The SIU report was released to Zuma a week ago, and he submitted a copy of it to Parliament on Thursday.

Also on Thursday, the president sent a letter to Madonsela stating that he was not obliged to rubber stamp her recommendations.

This was in response to a reminder from Madonsela that he had not responded to her report and followed weeks in the opposition piled pressure on the president to heed her urging to pay for luxuries, including a swimming pool and chicken run, added to Nkandla.

Over the next month, a parliamentary ad hoc committee will consider her report, that of the SIU and an inter-ministerial team as well as Zuma's response to these.

The SIU report recalls events in 2009 which blurred the lines between a standard state project to improve security at Nkandla after Zuma become president, and his private plans for improvements to the home where he intends to retire.

It said that the then acting director general of public works Solomon Malebey agreed that the people who had already been hired by Zuma also be appointed by the department to oversee the public security project.

This led to the appointment of four private firms, including Minenhle Makhanya Architects, and to Makhanya becoming the “principal agent” for the whole project.
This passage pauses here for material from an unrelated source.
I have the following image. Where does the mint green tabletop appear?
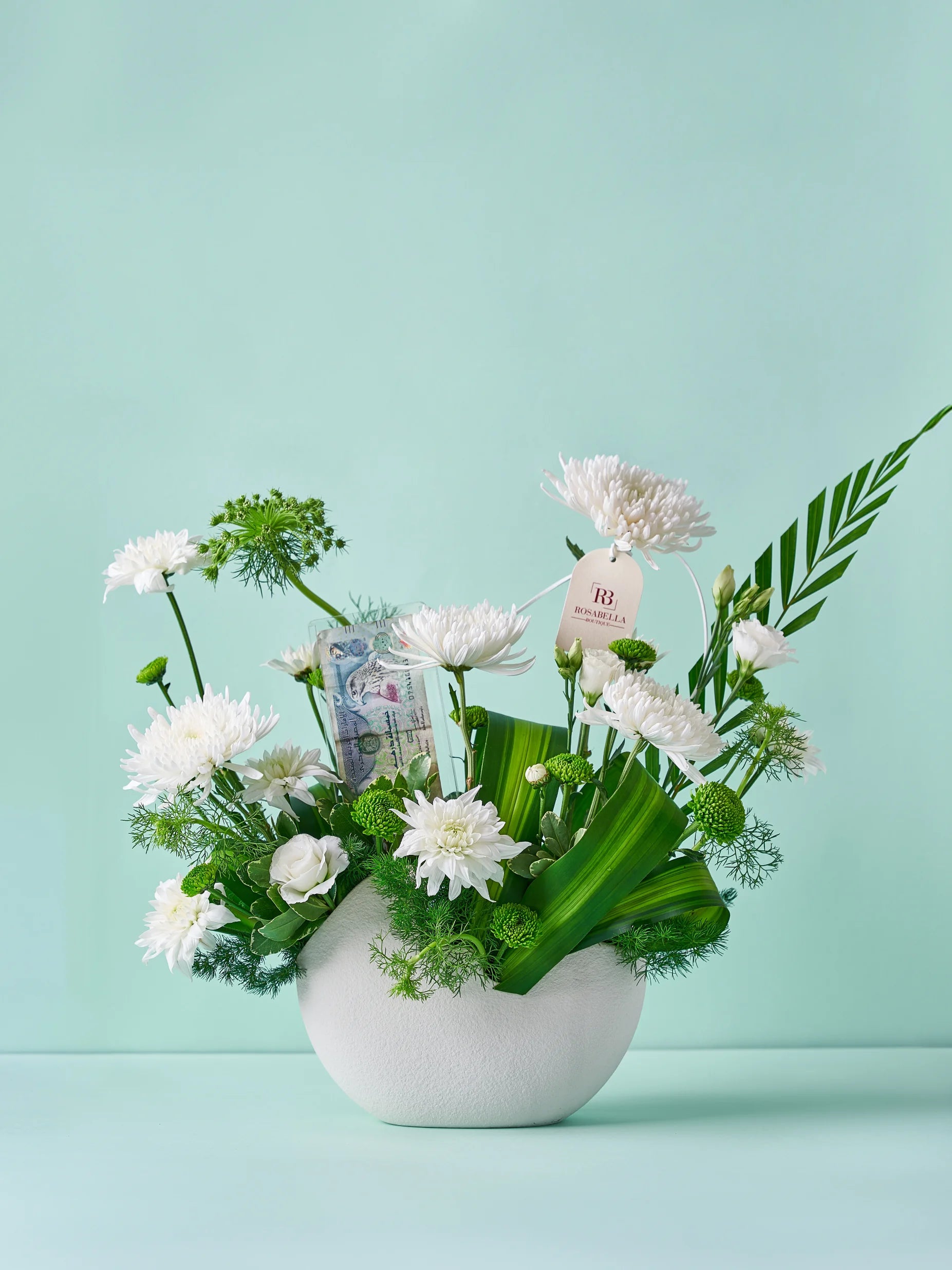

With Malebey's blessing, they noted, these firms “had complete control over the project”.

It said that after the police and defence force formally set out all their requirements for security upgrades at Nkandla, Makhanya expanded the project in ways that were not requested and had nothing to do with safety.

“Some of these items would in any case not qualify as security requirements. In other instances, much more was provided than had been requested, in terms of number and size,” the SIU said.

“In yet other cases, reasonable modesty made way for unacceptable extravagance.”

The SIU said the manner in which the team was appointed and given “almost unchecked powers” were of grave concern, adding that state departments abdicated their responsibilities.

“The sad result is that a project that could have been undertaken at a cost of some R60.6m ended up costing about R216m. By any standard this is a large sum of money.

“The public concern is accordingly understandable.”

Despite the money spent, the SIU suggests in the final paragraphs of its report that security measures at Nkandla were still inadequate.

“In our respectful view, a further evaluation of the security situation by the SAPS 1/8SA Police Service 3/8 should be undertaken as soon as possible”.

The SIU was mandated by Zuma in December to probe what had happened at Nkandla, but later conceded that its staff were not granted access to the property for seven months. Its report firmly denies that there was any political meddling in favour of Zuma.

It said a controversial incident in which the status of its investigation was changed from finalised to “ongoing” at the time Madonsela released her report was not intentional, but the result of miscommunication and inexperience on the part of staff, who were facing disciplinary action.